A reader writes:
I’m a long time reader and have a prayer request:
I’m a survivor of clergy abuse that I suffered as an adult while in religious life. I was sexually abused by my religious superior, after he groomed me before the abuse. I blamed myself for years, and couldn’t bring myself to report it because he was so highly regarded by the provincial and my other community members. I was so ashamed that it was nearly impossible to speak about what happened, and when I alluded to it in conversations with another superior, he said I must have misunderstood my abusers intentions.
I left religious life as an emotional cripple.

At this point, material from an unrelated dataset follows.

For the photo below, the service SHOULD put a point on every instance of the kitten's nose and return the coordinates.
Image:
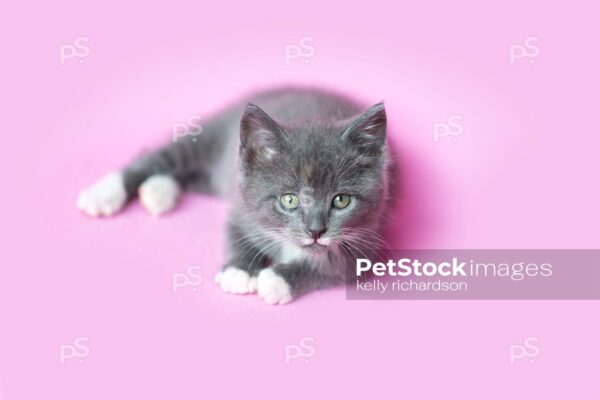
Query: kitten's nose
(316, 233)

I managed to find employment, but then the news broke that my abuser had been caught abusing a young student. Once I could finally acknowledge what happened to me, my world came crashing down.
After months of unemployment and emotional agony, I connected with other abuse survivors and found a good doctor who properly diagnosed me with PTSD from my abuse. After months of therapy, I’ve put most of what happened behind me and am a healthy functioning adult with a wife and family. While things are good now, between unemployment and medical bills, we’re in debt in the tens of thousands of dollars.
Please ask your readers to pray for me. I’m trying to earn additional money where I can, and am working up the nerve to write my old order to get help paying the bills. They’ve stonewalled me thus far, so I’m hoping prayers will turn their hearts.
P.S. The sexual abuse of seminarians and younger religious is the abuse scandal that has yet to see the light of day. I’ve never been in an abuse survivor’s group where less than 20% of the survivors were sexually assaulted while in seminary or religious life.
Father, hear our prayer that this man and all victims of this kind of abuse. Grant him both healing and justice and grant repentance and forgiveness to all who have committed and abetted these sins. Mother Mary, pray for him, and for them. We ask this through Christ our Lord. Amen.
Another reader writes:
Hi. I’ve written you before about a young man I know who’s dying of liver failure. He only has a few days left to live. Please storm heaven for his conversion!
Father, hear our prayer that he receive the gift of faith and find eternal life through Christ our Lord. Mother Mary and St. Dismas, pray for him that he have the grace of a happy death.